Tous les journalistes résidant en dehors de l'Angleterre et du Pays de Galles (y compris moi-même) se sont vu interdire l'accès à la liaison audiovisuelle de l'audience du fondateur de WikiLeaks, Julian Assange, dans sa requête à la High Court de justice britannique de l'autoriser à faire appel de son extradition vers les États-Unis.
Plusieurs journalistes venus de l'étranger pour couvrir les débats ont été placés dans une partie de la salle d'audience qui rendait leur travail pratiquement impossible.
“Il est scandaleux que la High Court tente d'empêcher la presse de couvrir une affaire qui menace de la réduire définitivement au silence. Les tribunaux doivent être ouverts à la presse et au public s'ils veulent que leurs décisions soient respectées par le public”.
Seth Stern, directeur de la Fondation pour la liberté de la presse, a déclaré à The Dissenter.
“En fait, la High Court semble faire tout ce qui est en son pouvoir pour échapper à la transparence et compliquer le travail des journalistes et des observateurs.”
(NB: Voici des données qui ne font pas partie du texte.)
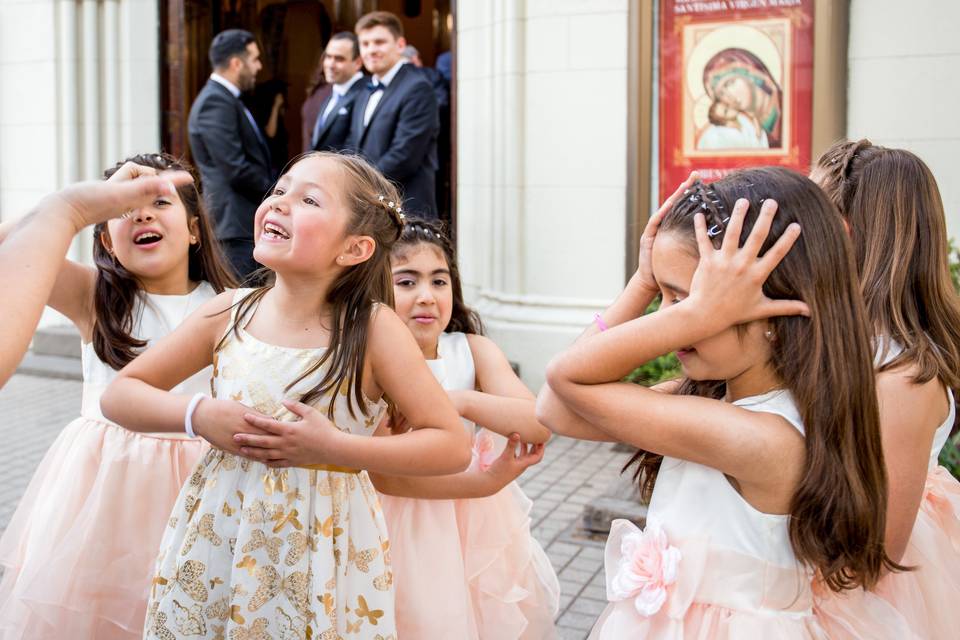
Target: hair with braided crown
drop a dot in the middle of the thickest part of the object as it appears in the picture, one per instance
(358, 289)
(416, 232)
(891, 202)
(838, 511)
(116, 290)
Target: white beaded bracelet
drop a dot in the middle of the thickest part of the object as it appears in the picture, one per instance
(188, 417)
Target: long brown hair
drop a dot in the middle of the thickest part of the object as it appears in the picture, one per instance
(897, 225)
(116, 290)
(417, 231)
(375, 210)
(838, 511)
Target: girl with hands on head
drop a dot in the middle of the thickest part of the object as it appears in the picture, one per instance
(252, 548)
(78, 552)
(754, 469)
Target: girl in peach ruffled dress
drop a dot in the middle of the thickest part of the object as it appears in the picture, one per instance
(465, 563)
(79, 551)
(891, 205)
(764, 466)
Le premier jour, lorsque les avocats de la défense ont présenté leurs motifs d'appel, la journaliste italienne Stefania Maurizi a déclaré :
“Nous [les journalistes] sommes assis dans une galerie victorienne, sans tables pour prendre des notes ou utiliser des ordinateurs. Nous ne pouvons ni entendre ni regarder l'audience correctement. Nous ne comprenons pas ce qui se passe au tribunal”.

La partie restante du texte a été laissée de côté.